Gestion : selon vous, en quoi ce rapport était-il nécessaire ?

Guillaume Lavoie : le Québec arrive parmi les derniers dans le domaine de l’économie collaborative en Amérique du nord. Nous sommes en retard, très en retard. Mais l’avantage, lorsqu’on occupe cette position, c’est qu’on peut seulement progresser, et ce, en s’inspirant des meilleurs.

Il y a une grande méconnaissance entourant l’économie collaborative au Québec. On la réduit souvent à Uber et à Airbnb, qui ne représentent pourtant que la pointe de l’iceberg. Quand j’ai mené mes consultations afin de produire ce rapport, j’ai entendu de hauts dirigeants, dans les secteurs public et privé, dire que ces questions ne les concernaient pas, car ils ne travaillent ni avec les compagnies de taxi ni avec les propriétaires d’hôtels ! Par deux fois, cette méconnaissance a fait rater au Québec la possibilité d’instaurer des mesures d’encouragement et d’encadrement de ces pratiques. Lorsque Uber et Airbnb ont débarqué ici, la réponse a non seulement été inadéquate mais a aussi eu l’effet inverse que celui escompté, car elle a offert à ces joueurs des situations de quasi-monopole. La deuxième erreur commise a consisté à penser que le cadre réglementaire traditionnel pouvait s’appliquer au modèle collaboratif. Or, c’est impossible. Il nous faut imaginer un encadrement nouveau qui soit à la mesure du défi.

 Justement, vous avez écrit qu’il faut « réussir à créer un cadre permettant de réconcilier l’innovation, l’équité et l’intérêt général » : qu’entendez-vous par là ?

G. l. : actuellement, le cadre qui réglemente les pratiques en économie collaborative est mal adapté, voire absent. Ceci dit, c’était prévisible. Dans l’histoire du monde, les innovations socioéconomiques ont toujours eu un pas d’avance sur le cadre juridico-politique. La loi ne peut pas encadrer quelque chose qu’elle ne connaît pas encore. Le problème n’est donc pas d’être en retard mais de savoir pendant combien de temps nous allons accuser ce retard. Réconcilier innovation, équité et intérêt général, cela signifie créer un cadre qui soit compatible avec ces nouveaux modèles d’affaires mais qui prenne également en considération l’objet même qu’il doit encadrer.

La doctrine proposée se résume à ceci : encadrer afin de mieux permettre.

Elle sous-tend trois grandes idées :

  1. il est impossible d’encadrer ce qu’on n’est pas prêt à permettre ;
  2. il est irresponsable de permettre ce qu’on n’est pas capable d’encadrer ;
  3. l’encadrement spécifique doit viser l’intérêt général afin de mieux maximiser les avantages et de réduire les inconvénients.

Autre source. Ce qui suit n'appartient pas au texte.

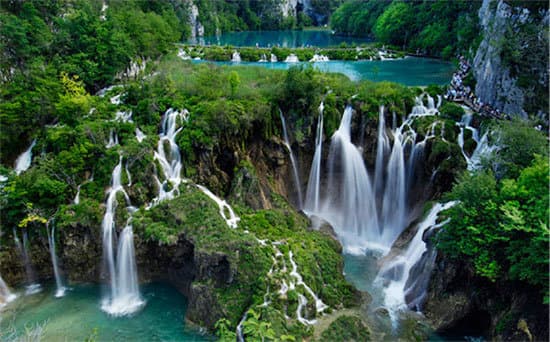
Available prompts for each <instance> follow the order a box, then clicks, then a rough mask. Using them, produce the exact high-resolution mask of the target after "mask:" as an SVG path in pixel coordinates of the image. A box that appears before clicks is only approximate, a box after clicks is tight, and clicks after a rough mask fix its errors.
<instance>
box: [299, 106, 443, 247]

Il faut donc prendre le temps de bien comprendre toutes les pratiques : à chacune son encadrement. C’est ce qui va permettre d’aboutir à une réglementation sensée et applicable. Par exemple, le marché du logement à court terme ne peut pas être régi de la même façon que ceux de la nourriture et des transports. Toutes ces décisions doivent être prises en fonction de l’intérêt général : elles doivent avoir pour objectif le plus grand bénéfice pour le plus grand nombre de gens, et ce, aussi longtemps que possible. Malheureusement, les politiques publiques sont souvent motivées par des intérêts particuliers.

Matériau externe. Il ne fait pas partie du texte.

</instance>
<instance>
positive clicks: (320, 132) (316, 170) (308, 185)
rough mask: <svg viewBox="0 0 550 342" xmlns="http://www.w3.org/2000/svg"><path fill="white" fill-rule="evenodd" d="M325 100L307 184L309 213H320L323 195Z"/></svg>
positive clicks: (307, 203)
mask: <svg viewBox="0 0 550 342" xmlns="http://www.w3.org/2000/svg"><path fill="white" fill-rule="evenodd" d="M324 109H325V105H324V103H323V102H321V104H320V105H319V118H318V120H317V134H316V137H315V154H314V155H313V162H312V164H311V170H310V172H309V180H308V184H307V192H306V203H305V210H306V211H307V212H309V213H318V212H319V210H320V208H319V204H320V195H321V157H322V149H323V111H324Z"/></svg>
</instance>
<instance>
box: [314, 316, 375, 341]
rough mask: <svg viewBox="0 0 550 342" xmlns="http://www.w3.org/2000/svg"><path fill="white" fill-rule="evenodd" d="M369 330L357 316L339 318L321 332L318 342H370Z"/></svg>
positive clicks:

Vous avez déposé votre rapport en juin 2018. Des élections provinciales ont eu lieu quatre mois plus tard et Ont porté au pouvoir la CAQ de François Legault. À quelles suites peut-on s’attendre quant à l’application de vos recommandations ?

G. l. : le nouveau premier ministre et son parti ont salué ce rapport lorsque nous l’avons déposé. M. Legault a d’ailleurs annoncé vouloir amorcer une réforme de la réglementation entourant le covoiturage commercial.

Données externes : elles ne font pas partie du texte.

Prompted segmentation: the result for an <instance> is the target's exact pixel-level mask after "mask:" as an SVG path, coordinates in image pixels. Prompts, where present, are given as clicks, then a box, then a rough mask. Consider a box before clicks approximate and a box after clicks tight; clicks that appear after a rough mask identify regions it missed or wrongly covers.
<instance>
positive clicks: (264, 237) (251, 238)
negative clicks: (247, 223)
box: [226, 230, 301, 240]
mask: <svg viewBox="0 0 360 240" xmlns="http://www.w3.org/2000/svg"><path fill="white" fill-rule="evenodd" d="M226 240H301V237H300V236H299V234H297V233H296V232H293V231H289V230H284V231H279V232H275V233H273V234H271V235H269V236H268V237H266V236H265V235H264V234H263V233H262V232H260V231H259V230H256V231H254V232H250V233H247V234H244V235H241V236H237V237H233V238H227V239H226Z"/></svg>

Il semble y avoir une certaine écoute de la part du gouvernement. tourisme, finance, nourriture, transports, entreposage, etc. : les possibilités offertes par l’économie collaborative commencent tout juste à se manifester. Tous les gouvernements devront s’y intéresser tôt ou tard.

En ce sens, notre rapport constitue un outil privilégié pour que les administrations publiques de tous les niveaux réussissent à encadrer convenablement les pratiques collaboratives.